Today’s consumers are more demanding than ever. They want to see beyond the shiny packaging and understand a brand’s authentic story. To meet this demand, many organizations have introduced social responsibility programs as part of their corporate social responsibility (CSR) initiatives.
CSR is the practice of businesses considering the positive impacts of their activities on society beyond a company’s financial performance. However, CSR is not just about spending money to do good or charity; it’s about adopting a business model where you are creating value for the society and at the same time, creating value for your business.
Now, there are numerous benefits to incorporating social responsibility into business strategy. As such, marketers have come up with clever phrases like “natural” and “organic” that give the impression of being socially responsible without actually being so.
While it’s nothing new, it has become more common in light of consumers’ increasing interest in sustainable practices and support for brands that adopt them.
Fortunately, with a little knowledge about the sneaky tactics used to sell greenwashed products by using greenwashing practice, you can avoid falling for these tricks. In this article, we’ll discuss the various reasons why companies practice social responsibility and how to identify those that fake it.
Why Organizations Are Practicing CSR
Increase Brand Value
Brand value is a measurement of how much your customers are willing to pay for your goods or services.
If you want to maximize your brand’s value, you need to convey the type of person who uses your products.
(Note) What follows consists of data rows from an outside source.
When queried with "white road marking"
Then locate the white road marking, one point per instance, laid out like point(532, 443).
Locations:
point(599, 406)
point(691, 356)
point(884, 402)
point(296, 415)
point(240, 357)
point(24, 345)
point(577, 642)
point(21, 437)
Using greenwashing practice, consumers will instantly connect with your brand and be more likely to buy from you.
If your customers believe you are committed to making a positive difference, they’ll be more likely to purchase your products or recommend them to friends. This can help you increase brand value by encouraging customers to buy more from your store and giving them a reason to refer your brand to friends.
Improve Your Bottom Line
Although social responsibility may not be top of mind for many companies, it can have a significant impact on the bottom line.
Brand advocacy is one of the best ways to increase sales by encouraging your customers to buy more. Additionally, customers are more likely to keep buying from you if you are committed to making a positive difference in the world. If you have a strong social responsibility program, potential investors may also be more likely to finance your company.
Investors typically want to support brands that have a positive impact and are committed to making the world a better place. Having a solid social responsibility strategy can help an organization stand out and make it more attractive to investors.
Make Your Company Attractive to Investors
Having a strong CSR program is one of the best ways to make your company attractive to investors.
Investors are looking for companies that are committed to making a positive impact on the world. If you have a strong social responsibility strategy in place, you can make your company more appealing to investors by demonstrating your commitment to making a positive difference.
Help Attract and Retain Employees
Many professionals are more interested in working for organizations that are committed to making a difference in the world. A recent survey found that nearly three-fourths of respondents would be willing to reduce their salary if it meant working for an organization that is committed to making a positive difference in the world.
Having a brand that is committed to making a difference can help your organization stand out and attract top talent. This way, you can also retain employees by giving them a sense of purpose and demonstrating that they are making a positive difference in the world.
Showcase Your Company’s Expertise
As consumers become more sophisticated, they are less likely to be impressed with marketing jargon. Today, consumers want to see companies that are committed to making a difference in the world. This can help you attract potential clients and customers and prove your expertise to current ones.
For example, if your company specializes in nutrition and fitness, you may want to host nutrition classes or fitness seminars for the community. Doing so can help you showcase your expertise in nutrition and fitness and make an impact on your community at the same time.
How To Identify Companies that Fake CSR
Check the Company’s History
If a company has an extensive history of environmental negligence, then it’s unlikely that they’re serious about being socially responsible now.
After all, a company that has for example, made massive amounts of money from polluting the environment heavily in the past isn’t going to just start caring about the environment now because they want your business.
Look at Their Policies
If a company is being honest about being socially responsible, they should have policies in place that reflect that. For example, they may have a policy in place that requires their suppliers to follow certain sustainability standards. They may also have a policy that requires employees to use reusable products in their day-to-day work.
Another good way to see if a company is serious about its goodwill commitment to society environmentally friendly is to look at their track record.
Take a look at what types of sustainability initiatives the company has been involved with in the past. If the company has a track record of partnering with environmentally-friendly organizations, then it’s more likely that they’re being honest about their current efforts.
Examine Their Products and Services
If a company is serious about being aware of its impact on society, then they should have green practices throughout their entire business. That includes their products and services. If a company is offering environmentally friendly cleaning services but using harmful chemicals, then they’re probably not as responsible as they claim to be.
The Bottom Line
Ultimately, social responsibility is a win-win for both consumers and businesses. Consumers demand more ethical products, and businesses have responded by introducing their own social responsibility programs. However, not all businesses are genuine in their efforts to make a positive difference. That’s why it’s important to be able to spot a company that is not truly committed to making a difference.